Одна лишь фраза графини Мэрты: «Она вышла за тебя ради денег» — убила в нем всякую любовь к жене. Да и какому мужчине было бы приятно слышать такие слова! Это убивает всякую любовь. Судьба молодой женщины больше не интересует его. Если его матери удастся вернуть ее на путь добродетели — что ж, тем лучше. Граф Хенрик никогда не переставал восхищаться своей матерью.
Уже месяц длится все это. Однако этот период вряд ли на самом деле был таким бурным и полным событий, как может показаться, когда обо всем этом узнаешь из нескольких исписанных листков. Графиня Элисабет, говорят, всегда казалась внешне спокойной. Один лишь единственный раз самообладание изменило ей: когда она услыхала о мнимой гибели Йёсты Берлинга. Но ее раскаянье в том, что она не сохранила любви к мужу, было так велико, что она и в самом деле дала бы графине Мэрте окончательно замучить себя, если бы однажды вечером старая экономка не предостерегла ее.
— Вам бы, графиня, надо поговорить с графом, — сказала она. — Господи, боже мой, вы ведь еще совсем дитя. Вы, наверное, и сами не знаете, что вас ждет, а я-то прекрасно понимаю, чем все это может кончиться.

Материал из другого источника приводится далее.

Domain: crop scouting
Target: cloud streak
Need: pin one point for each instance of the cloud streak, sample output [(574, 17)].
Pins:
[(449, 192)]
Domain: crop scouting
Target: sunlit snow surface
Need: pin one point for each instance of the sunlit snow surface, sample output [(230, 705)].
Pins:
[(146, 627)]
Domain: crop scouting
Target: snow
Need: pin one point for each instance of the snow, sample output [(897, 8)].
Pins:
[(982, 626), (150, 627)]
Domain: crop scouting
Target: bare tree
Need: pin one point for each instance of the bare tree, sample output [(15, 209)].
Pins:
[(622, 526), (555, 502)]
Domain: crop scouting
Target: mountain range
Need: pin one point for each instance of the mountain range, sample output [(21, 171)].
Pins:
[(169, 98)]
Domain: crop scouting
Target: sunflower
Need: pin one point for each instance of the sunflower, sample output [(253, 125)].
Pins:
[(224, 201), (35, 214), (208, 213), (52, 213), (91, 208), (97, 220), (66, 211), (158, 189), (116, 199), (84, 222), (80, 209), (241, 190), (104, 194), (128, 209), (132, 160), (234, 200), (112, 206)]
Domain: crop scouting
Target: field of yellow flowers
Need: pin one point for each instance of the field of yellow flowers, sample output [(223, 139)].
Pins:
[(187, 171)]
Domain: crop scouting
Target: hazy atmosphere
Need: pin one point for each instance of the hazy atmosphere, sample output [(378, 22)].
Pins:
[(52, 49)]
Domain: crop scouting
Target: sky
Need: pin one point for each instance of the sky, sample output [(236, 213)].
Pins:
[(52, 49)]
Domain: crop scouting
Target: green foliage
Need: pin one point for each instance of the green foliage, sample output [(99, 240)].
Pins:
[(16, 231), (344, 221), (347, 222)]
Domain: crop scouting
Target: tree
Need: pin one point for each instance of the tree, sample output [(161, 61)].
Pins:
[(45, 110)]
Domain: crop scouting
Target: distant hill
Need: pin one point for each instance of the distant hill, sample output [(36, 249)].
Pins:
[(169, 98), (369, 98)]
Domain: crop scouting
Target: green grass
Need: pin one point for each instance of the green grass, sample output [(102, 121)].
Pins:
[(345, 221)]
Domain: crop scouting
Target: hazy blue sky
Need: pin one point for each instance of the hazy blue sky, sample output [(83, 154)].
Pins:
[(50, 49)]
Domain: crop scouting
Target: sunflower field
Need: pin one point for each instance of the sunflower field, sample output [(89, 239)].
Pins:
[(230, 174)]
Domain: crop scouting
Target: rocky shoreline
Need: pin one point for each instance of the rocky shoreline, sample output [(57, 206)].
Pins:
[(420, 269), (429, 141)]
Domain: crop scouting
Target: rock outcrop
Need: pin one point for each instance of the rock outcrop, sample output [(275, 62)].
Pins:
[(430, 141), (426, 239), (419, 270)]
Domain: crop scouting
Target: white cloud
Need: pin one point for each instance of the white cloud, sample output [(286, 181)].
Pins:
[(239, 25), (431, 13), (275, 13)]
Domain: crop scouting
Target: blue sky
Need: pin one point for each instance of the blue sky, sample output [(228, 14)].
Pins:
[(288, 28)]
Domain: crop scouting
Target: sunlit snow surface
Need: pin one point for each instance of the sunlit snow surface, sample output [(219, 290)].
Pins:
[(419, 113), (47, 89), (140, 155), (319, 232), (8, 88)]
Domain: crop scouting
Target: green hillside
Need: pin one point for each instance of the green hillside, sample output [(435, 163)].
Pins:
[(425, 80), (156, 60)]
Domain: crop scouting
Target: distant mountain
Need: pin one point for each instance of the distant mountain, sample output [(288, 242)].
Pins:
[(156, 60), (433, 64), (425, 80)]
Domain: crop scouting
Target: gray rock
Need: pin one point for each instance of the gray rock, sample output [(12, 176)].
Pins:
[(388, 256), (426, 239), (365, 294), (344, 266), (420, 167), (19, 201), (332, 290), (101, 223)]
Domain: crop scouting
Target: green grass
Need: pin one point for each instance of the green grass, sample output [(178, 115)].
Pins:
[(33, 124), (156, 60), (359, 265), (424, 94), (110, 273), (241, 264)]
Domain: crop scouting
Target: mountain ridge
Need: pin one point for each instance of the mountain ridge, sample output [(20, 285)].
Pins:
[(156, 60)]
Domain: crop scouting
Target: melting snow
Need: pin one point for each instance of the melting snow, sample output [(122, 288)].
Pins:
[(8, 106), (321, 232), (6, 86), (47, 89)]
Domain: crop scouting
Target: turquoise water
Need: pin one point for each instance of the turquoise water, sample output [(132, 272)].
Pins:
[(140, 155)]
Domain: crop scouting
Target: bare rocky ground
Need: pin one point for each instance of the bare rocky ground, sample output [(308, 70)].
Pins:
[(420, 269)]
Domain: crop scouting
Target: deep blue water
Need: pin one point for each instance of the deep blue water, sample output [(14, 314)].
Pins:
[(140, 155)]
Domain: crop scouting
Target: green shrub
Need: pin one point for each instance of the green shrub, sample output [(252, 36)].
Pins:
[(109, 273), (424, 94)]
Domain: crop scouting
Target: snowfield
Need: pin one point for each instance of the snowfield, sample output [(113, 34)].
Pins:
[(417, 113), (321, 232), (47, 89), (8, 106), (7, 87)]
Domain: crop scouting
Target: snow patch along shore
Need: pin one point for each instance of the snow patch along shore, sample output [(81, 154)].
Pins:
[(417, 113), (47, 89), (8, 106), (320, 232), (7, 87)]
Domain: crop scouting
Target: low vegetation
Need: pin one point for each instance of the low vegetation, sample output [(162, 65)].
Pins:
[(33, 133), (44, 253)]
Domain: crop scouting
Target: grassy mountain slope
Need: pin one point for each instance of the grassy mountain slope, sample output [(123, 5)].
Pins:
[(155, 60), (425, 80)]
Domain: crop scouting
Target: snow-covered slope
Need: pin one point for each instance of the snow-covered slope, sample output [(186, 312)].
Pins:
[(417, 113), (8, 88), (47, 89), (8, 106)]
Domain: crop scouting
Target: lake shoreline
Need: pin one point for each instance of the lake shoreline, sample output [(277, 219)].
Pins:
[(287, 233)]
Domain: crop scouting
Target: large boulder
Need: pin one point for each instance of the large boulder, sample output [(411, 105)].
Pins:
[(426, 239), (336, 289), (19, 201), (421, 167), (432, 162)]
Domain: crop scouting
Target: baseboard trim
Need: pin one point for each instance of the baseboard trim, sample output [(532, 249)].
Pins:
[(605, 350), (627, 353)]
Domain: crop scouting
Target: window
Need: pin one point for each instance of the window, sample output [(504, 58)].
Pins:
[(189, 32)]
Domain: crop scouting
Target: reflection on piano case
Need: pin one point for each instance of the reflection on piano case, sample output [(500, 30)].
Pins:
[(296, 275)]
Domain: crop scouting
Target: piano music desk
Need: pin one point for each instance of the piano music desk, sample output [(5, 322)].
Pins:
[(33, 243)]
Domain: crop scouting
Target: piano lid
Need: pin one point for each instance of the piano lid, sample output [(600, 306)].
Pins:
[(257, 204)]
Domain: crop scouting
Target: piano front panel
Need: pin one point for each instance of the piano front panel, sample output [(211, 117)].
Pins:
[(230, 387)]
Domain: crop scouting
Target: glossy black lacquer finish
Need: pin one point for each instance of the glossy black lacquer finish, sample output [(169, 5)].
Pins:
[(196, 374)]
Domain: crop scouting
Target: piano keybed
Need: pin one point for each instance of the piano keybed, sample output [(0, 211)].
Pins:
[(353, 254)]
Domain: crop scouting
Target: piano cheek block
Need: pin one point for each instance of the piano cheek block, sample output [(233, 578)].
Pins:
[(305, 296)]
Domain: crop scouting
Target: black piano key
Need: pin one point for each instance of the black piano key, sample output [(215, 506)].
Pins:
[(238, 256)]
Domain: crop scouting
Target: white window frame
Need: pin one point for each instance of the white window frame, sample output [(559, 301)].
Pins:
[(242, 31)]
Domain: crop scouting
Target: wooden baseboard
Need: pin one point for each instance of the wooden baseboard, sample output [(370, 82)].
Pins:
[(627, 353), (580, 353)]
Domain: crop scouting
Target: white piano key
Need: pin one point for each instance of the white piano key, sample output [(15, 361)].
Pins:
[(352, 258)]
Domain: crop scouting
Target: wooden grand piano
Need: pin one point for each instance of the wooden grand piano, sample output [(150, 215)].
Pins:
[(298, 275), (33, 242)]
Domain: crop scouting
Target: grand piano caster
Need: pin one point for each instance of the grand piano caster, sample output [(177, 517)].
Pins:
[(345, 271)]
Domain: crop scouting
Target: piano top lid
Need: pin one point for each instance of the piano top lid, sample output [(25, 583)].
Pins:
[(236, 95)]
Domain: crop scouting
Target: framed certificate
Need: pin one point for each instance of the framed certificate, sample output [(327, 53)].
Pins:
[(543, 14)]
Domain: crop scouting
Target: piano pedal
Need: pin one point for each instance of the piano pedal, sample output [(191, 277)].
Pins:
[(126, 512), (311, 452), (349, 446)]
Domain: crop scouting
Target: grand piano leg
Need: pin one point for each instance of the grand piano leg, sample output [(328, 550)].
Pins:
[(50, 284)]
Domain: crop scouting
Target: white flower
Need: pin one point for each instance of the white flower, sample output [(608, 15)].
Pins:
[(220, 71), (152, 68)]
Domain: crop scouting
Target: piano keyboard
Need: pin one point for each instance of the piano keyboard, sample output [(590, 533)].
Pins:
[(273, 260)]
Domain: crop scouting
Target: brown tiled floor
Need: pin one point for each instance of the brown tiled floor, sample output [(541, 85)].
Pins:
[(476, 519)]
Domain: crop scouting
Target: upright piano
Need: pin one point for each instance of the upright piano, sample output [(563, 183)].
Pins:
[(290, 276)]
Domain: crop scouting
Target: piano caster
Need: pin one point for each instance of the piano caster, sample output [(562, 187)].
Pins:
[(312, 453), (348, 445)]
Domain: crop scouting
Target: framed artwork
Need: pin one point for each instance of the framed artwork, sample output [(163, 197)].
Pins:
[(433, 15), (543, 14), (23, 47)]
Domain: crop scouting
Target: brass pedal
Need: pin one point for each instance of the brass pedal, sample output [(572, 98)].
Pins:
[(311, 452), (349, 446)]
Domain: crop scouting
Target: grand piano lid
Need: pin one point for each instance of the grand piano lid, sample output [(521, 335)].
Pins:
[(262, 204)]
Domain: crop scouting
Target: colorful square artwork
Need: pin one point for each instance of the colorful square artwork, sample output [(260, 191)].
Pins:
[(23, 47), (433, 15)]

Но именно об этом графиня Элисабет и не могла говорить со своим мужем, пока не рассеялись его подозрения и неприязнь по отношению к ней.
В ту же ночь она тихо оделась и вышла из дома. На ней было простое крестьянское платье, а в руках узелок. Она решила покинуть свой дом, чтобы никогда больше не возвращаться сюда. Она ушла не для того, чтобы избегнуть мучений. Она считала, что это знамение божие, что она должна уйти, чтобы сохранить здоровье и силы.
Она не пошла на запад, через озеро, потому что там жил тот, кого она так любила. Не пошла она также и на север, потому что там жили многие из ее друзей. Не пошла и на юг, потому что там, в далекой Италии, находился ее родной дом, а она не хотела приблизиться к нему ни на шаг. Она пошла на восток, потому что там, она знала, не было ни одного знакомого дома, ни одного близкого друга — никого, кто готов был бы дать ей помощь и утешение.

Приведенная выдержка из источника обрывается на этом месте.